Don’t count on nurses to warn you of postpartum risks

You’re more likely to suffer potentially fatal complications in the days and weeks after giving birth than at any time during your pregnancy, yet many nurses may not know to alert new moms about potential risks.

A recent study published in MCN: The American Journal of Maternal/Child Nursing surveyed almost 400 postpartum nurses and found many lacked knowledge about maternal death risks. They also spent very little time – usually less than 10 minutes – talking to new moms about warning signs of potential problems.

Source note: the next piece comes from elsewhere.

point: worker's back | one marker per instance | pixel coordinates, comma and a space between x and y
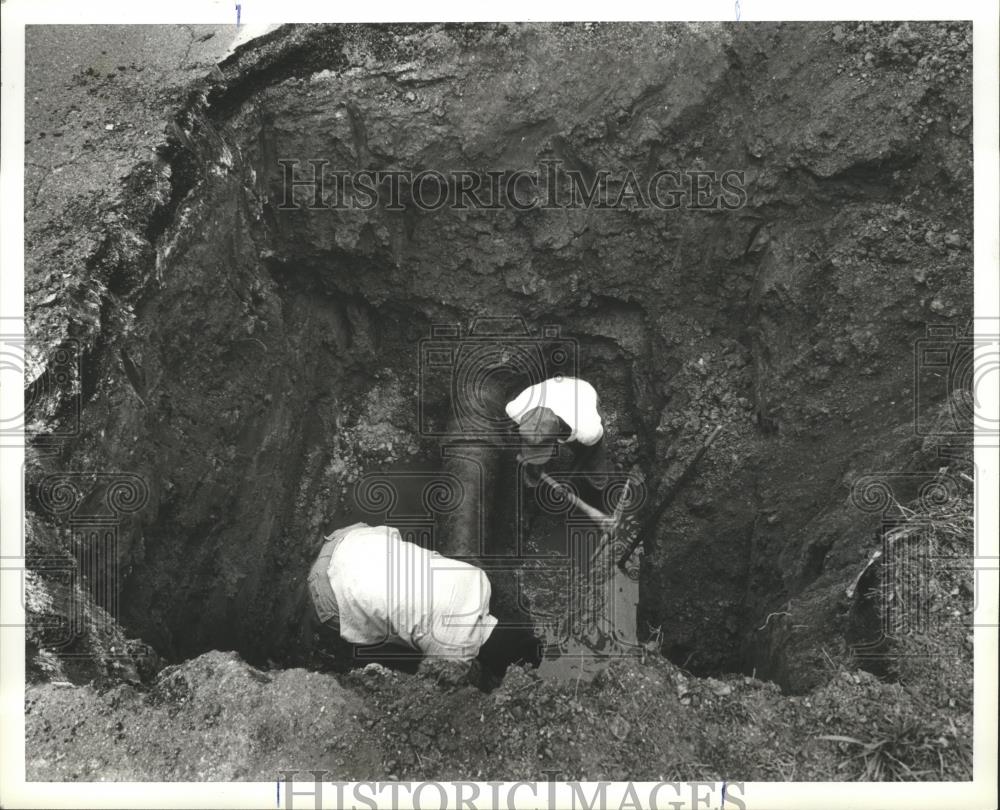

Deaths during pregnancy and during or after childbirth are very rare. Even so, the U.S. has a shamefully high maternal mortality rate compared to the rest of the developed world. In 2015, about 24 women died for every 100,000 live births in America, compared to 9 or fewer women per 100,000 live births in European countries, Canada and Australia. Many maternal deaths in the U.S. may be preventable, recent articles by NPR and ProPublica report.

Mom-feeding-newborn

The most common cause of pregnancy-related death is heart conditions. Other problems include infections, bleeding, blood clots and high blood pressure, according to the Centers for Disease Control and Prevention (CDC). While some women are at higher risk than others for complications, problems can happen to anyone.

Luckily, you can help safeguard your own post-birth health by studying this educational page and checklist developed by an expert panel. The list offers the following advice on warning signs to look out for during the first year after you give birth.

Call 911 if you have:

• Pain in chest

• Difficulty breathing

• Seizures

• Thoughts of hurting yourself or your baby

Call your healthcare provider (or if you can’t reach your provider call 911 or go to the emergency room) if you experience:

• Bleeding that soaks through one pad an hour, or blood clots the size of an egg or bigger

• An incision that isn’t healing

• A red or swollen leg that is painful or warm to touch

• Temperature of 100.4 F or higher

• Headache that doesn’t respond to medication, or a bad headache with vision changes.

Should this happen to you, always tell 911 or the healthcare provider that you recently had a baby.

Have you received advice about pregnancy and/or postpartum health and problems to look out for? Do you think healthcare providers are doing enough to safeguard maternal health?